While citing examples of Armistice Day in Britain, Holocaust Day in Israel, Anzac Day in Australia and New Zealand, and even Thanksgiving Day in America, which are intended to bring people together against past mistakes, Thapar expressed the view that the prime minister’s move served the purpose of polarising people of India on religious lines.
In an effort to establish that all communities bore the brunt of xenophobic violence during the Partition, he reminded his readers of the large number Muslims who were killed or displaced from Jammu in the sectarian violence of 1947.
“At the time, Jammu was a Muslim-majority city. Yet literally in weeks communal riots, mass killings and forced migration turned it into a Hindu-majority one. Both contemporary accounts and those of historians put the numbers killed or expelled in hundreds of thousands,” Thapar wrote in his column headlined ‘Horrors of 1947 Partition: A selective remembrance?’
He went on to cite multiple sources that documented the anti-Muslim violence in Jammu, including reports from The Spectator that quoted none other than Mahatma Gandhi, reports in The Statesman, and articles by eminent scholars Arjun Appadurai and Arien Mack, and former chief information commissioner of India, Wajahat Habibullah.
Quoting from these sources, he estimated that anywhere between two to five lakhs Muslims were killed, and many more displaced in Jammu, in violence allegedly perpetrated by Hindus and Sikhs with tacit support from the state authorities. Thapar goes on to say that columnist Swaminathan Aiyar in a 2018 column for the Times of India claimed that the massacre of Jammu’s Muslims “far exceeded the ethnic cleansing of Pandits five decades later” in terms of scale.
Thapar then finished his article with a question: “Now that Mr. Modi wants to remember the horrors of partition, is this one of them?”
Speaking to The Wire, Thapar said, “Yesterday, the op-ed editor Kaushik Mitter called me, rather embarrassed, to say that the owners have decided to put my column ‘on hold’. He said this is because they feel this is a piece that rakes [up] Hindu-Muslim problems and they don’t like those issues to be raised. It worries them.”
“In other words,” said Thapar, “they are scared of the pressure that the government will put on them.”
He added that Mitter told him the owners took particular exception to the last three paragraphs of the article which deal with the massacre of Muslims in Jammu.
“The 1947 violence against Jammu’s Muslims that unfolded over a period of three-four months in 1947 is well-documented and has been historically accounted for. It is something that no one can contest. So I gather that the owners are under enormous pressure, presumably from Mr. Modi and Mr. Shah,” he said.

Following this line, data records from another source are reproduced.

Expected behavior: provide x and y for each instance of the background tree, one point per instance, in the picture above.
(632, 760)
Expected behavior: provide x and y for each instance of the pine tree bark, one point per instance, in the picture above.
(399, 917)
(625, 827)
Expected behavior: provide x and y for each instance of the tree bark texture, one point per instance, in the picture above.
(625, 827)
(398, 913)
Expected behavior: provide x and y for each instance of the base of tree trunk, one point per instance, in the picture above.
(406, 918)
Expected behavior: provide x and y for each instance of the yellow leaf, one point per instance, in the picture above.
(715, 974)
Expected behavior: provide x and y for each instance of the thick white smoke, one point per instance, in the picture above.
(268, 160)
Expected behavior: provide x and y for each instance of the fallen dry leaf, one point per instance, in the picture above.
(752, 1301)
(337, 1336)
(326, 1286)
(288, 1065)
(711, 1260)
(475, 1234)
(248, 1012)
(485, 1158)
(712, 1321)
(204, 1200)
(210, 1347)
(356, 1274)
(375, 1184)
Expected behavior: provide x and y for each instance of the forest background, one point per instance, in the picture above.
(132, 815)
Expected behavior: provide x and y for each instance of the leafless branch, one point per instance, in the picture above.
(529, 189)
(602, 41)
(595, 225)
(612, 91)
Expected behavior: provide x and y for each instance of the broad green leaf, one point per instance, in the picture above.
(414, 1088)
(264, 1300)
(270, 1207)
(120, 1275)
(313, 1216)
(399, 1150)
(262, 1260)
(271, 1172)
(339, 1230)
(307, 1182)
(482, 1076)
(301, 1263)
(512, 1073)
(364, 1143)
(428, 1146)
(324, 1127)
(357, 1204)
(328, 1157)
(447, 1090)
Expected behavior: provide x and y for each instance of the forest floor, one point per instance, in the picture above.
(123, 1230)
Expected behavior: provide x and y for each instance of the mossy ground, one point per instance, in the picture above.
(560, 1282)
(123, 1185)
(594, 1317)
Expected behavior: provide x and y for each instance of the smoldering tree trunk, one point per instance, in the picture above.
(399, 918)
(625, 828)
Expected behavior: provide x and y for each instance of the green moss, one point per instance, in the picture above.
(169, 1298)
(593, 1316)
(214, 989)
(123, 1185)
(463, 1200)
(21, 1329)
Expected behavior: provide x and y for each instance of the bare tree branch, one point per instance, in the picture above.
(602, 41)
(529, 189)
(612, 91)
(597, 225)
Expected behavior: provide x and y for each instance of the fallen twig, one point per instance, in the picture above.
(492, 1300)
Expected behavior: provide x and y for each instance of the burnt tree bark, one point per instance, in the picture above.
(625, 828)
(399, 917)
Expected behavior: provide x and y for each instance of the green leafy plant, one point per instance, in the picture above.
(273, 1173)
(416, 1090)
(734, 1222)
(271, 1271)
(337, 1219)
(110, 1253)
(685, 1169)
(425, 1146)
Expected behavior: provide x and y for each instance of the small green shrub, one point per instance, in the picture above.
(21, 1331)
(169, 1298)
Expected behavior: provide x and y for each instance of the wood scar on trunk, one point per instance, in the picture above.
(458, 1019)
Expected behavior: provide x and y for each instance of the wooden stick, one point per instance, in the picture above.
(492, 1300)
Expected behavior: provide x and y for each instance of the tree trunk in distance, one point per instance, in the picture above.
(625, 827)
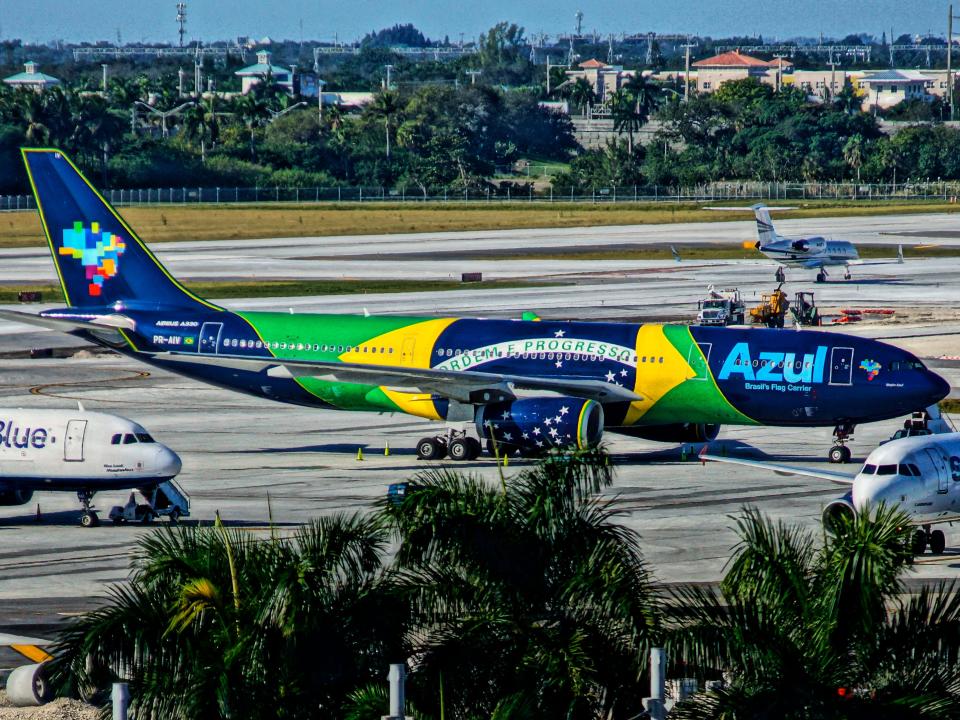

T. Venkatram Reddy and T. Vinayakram Reddy of Hyderabad control The Asian Age, although a formal handing over of the newspaper to the new management, SREI, is under process.
Thapar recalled that many BJP leaders like former Union minister Prakash Javadekar, former general secretary of BJP Ram Madhav, and BJP’s national spokesperson Sambit Patra had earlier informed him that they have been asked by the party’s high command not to appear on his show, indicating that getting the Asian Age to stop his column may have been an occasion for the Modi-Shah duo to get back at him.
“I have never had any problem in the Asian Age earlier. It has published everything I have written without demur, without question. However, I told Mitter that if writing about a well-known massacre that turned Jammu from a Muslim-majority to a Hindu-majority city is something the owners of the daily objected to, I would rather not write for them,” Thapar said.
He added that he had also written about the Partition violence in Jammu two years ago in his Hindustan Times column ‘Sunday Sentiments’, and it was surprising for him that a national daily could be so craven as to buckle under pressure.
Repeated calls and texts to Asian Age’s managing editor Kaushik Mitter went unanswered. This report will be updated if and when his response comes.